James Rosenquist was an American pop art painter.

After a short-term fellowship at the Minneapolis School of Art in 1948, James Rosenquist continued his studies of painting at the University of Minnesota from 1952 to 1954. In 1955 he went to New York City, where he received a scholarship to study at the Art Students League and in 1956 met Robert Indiana, Jasper Johns, Ellsworth Kelly, Agnes Martin, and Robert Rauschenberg.

From 1957 to 1960 he earned his living by painting advertising posters. With the advent of Pop Art, he quickly became one of its leading exponents. He applied the techniques of poster painting to the large-format paintings he created from 1960 onwards. In 1962 he had his first solo exhibition at the New York “Green Gallery”, which attracted a great deal of attention from the public and press.

Like other Pop Art artists, Rosenquist adopted the visual language of advertising and pop culture in the context of the visual arts. He received international recognition in 1965 with the room-filling painting F-111. James Rosenquist painted the F-111 fighter plane spread over four huge sections combined with other subjects such as spaghetti with tomato sauce, a hair dryer, light bulbs and a mushroom cloud. The painting is about three meters high and 26 meters wide.

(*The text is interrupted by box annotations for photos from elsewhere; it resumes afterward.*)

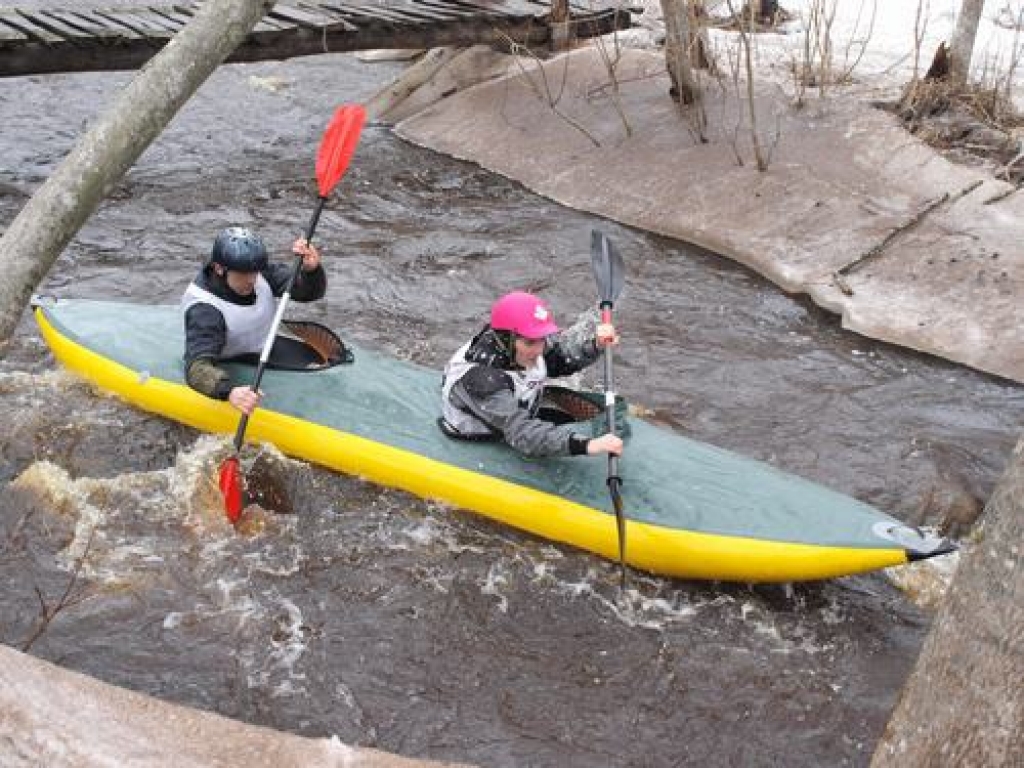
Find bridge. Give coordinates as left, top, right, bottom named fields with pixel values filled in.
left=0, top=0, right=630, bottom=77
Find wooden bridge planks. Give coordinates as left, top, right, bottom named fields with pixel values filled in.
left=0, top=0, right=629, bottom=77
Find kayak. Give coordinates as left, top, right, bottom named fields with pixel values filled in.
left=34, top=298, right=952, bottom=583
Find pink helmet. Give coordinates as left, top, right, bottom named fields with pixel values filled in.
left=490, top=291, right=558, bottom=339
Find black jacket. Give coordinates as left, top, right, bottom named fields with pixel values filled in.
left=184, top=264, right=327, bottom=400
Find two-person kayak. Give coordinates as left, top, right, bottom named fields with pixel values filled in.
left=35, top=299, right=953, bottom=582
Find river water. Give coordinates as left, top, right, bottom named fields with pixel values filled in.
left=6, top=20, right=1024, bottom=767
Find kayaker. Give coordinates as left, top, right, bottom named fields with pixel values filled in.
left=181, top=226, right=327, bottom=414
left=438, top=292, right=623, bottom=457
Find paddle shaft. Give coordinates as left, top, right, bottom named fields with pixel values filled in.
left=234, top=195, right=327, bottom=453
left=601, top=301, right=626, bottom=585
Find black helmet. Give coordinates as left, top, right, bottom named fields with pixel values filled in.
left=210, top=226, right=267, bottom=272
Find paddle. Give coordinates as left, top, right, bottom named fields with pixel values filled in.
left=590, top=229, right=626, bottom=588
left=220, top=104, right=367, bottom=523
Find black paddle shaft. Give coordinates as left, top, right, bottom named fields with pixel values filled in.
left=234, top=195, right=327, bottom=453
left=590, top=229, right=626, bottom=587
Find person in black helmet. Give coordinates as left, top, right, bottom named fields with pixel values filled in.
left=181, top=226, right=327, bottom=414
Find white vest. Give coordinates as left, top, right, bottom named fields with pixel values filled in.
left=441, top=341, right=548, bottom=435
left=181, top=274, right=278, bottom=358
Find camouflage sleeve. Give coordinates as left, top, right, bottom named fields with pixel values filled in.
left=184, top=304, right=231, bottom=400
left=185, top=357, right=232, bottom=400
left=452, top=381, right=589, bottom=457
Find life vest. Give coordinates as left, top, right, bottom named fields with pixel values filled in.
left=441, top=341, right=548, bottom=437
left=181, top=274, right=278, bottom=359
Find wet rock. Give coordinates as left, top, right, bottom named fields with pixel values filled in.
left=913, top=478, right=984, bottom=539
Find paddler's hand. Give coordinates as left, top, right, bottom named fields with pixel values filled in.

His speciality was to combine torn, seemingly misproportioned individual pictures on the canvas, to let them overlap and juxtapose them to create stories. This kind of narrative can surprise the viewer by making him think about familiar objects such as a pendant of the American moving company U-Haul or a box of oxydol detergent in a new way. In addition to painting, he had created a large number of prints, drawings and collages. One of his prints, Time Dust (1992), is considered the largest print in the world (approximately 2 × 11 meters).

Since the first retrospectives of his work, organized in 1972 by the Whitney Museum of American Art, New York City, and the Wallraf-Richartz-Museum, Cologne, he has been the subject of many exhibitions in galleries and museums, both in the United States and abroad. He has continued to produce large-format commissioned art, including three paintings, The Swimmer in the Econo-mist (1997-1998) for the Deutsche Guggenheimmuseum, Berlin, and a painting that will grace the ceiling of the Palais de Chaillot in Paris.

His work continued to develop and retains its influence on younger generations of artists. His most recent works have focused on the phenomenon of time and were shown in the 2008 exhibition The Hole in the Center of Time at the Jablonka Gallery in Berlin.